Робин лежала в постели рядом с Клинтоном и обдумывала завтрашнюю операцию, решая, что и как нужно сделать. Прежде всего надо вскрыть рану и найти источник омертвения тканей…
Клинтон пошевелился и забормотал во сне. Робин замерла, ожидая, когда он затихнет. Она невольно отвлеклась и поняла, что думает не о пациенте, а о мужчине. Некоторое время Робин боролась с собой, потом сдалась.
Она вспомнила, как Сент-Джон стоял на мостике: белая льняная рубашка распахнута, обнажая завитки волос на груди; голова откинута назад, чтобы взглянуть на верхушку мачты; черные локоны развеваются на ветру. Однажды утром она тихонько выскользнула из каюты и вышла на верхнюю палубу «Гурона». Два матроса качали помпу: Мунго нагишом стоял под шипящей струей морской воды. Он улыбнулся ей, не пытаясь прикрыть наготу. Робин снова увидела желтые, как у леопарда, глаза, смотревшие на нее сверху в полумраке каюты.
Она шевельнулась, и Клинтон наполовину проснулся: позвал ее и положил руку на талию. Робин немного полежала, потом медленно опустила руку и задрала подол ночной рубашки. Легонько взяла запястье Клинтона и потянула вниз. Он вздрогнул, просыпаясь, задышал чаще, и его пальцам уже не требовалась ее подсказка. Давным-давно на горьком опыте Робин убедилась, что ее власть над собственной непокорной чувственностью имеет пределы. Теперь она просто закрыла глаза, расслабилась и дала волю воображению.

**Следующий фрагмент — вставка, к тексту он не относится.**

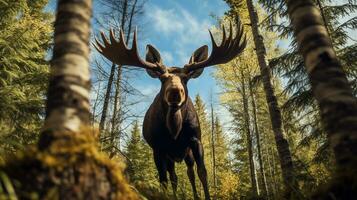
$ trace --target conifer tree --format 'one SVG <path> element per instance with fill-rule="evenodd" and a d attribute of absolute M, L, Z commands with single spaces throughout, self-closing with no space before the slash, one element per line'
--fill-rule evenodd
<path fill-rule="evenodd" d="M 0 154 L 33 143 L 43 123 L 53 19 L 47 2 L 0 2 Z"/>
<path fill-rule="evenodd" d="M 281 109 L 278 105 L 278 98 L 276 96 L 275 88 L 272 83 L 271 70 L 267 63 L 267 51 L 264 37 L 259 29 L 259 19 L 257 9 L 253 5 L 252 0 L 246 0 L 243 4 L 242 0 L 227 0 L 231 7 L 232 17 L 236 18 L 239 11 L 247 12 L 249 21 L 247 23 L 251 26 L 251 34 L 254 43 L 254 50 L 258 61 L 261 80 L 264 87 L 265 97 L 269 108 L 271 125 L 273 128 L 274 139 L 278 150 L 280 167 L 282 170 L 282 177 L 285 186 L 285 196 L 290 198 L 293 191 L 296 190 L 297 184 L 295 180 L 295 169 L 292 160 L 289 143 L 284 136 L 282 129 L 282 115 Z"/>
<path fill-rule="evenodd" d="M 156 168 L 152 159 L 152 150 L 141 136 L 138 121 L 134 122 L 126 149 L 129 159 L 127 171 L 130 182 L 139 187 L 144 184 L 156 183 Z"/>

Робин ограничилась чашкой горячего суррогатного кофе из поджаренного сорго с диким медом. Во время завтрака она собиралась с духом, проглядывая свои записи. Предписания Цельса всегда придавали ей сил, а то, что они были написаны при жизни Христа, делало их еще более уместными: «Хирург должен быть молод или по крайней мере не стар. Он должен иметь руку твердую, верную, которая никогда не дрогнет; одинаково владеть и правой, и левой рукой; обладать зрением острым и проницательным, а душой бестрепетной и сострадательной».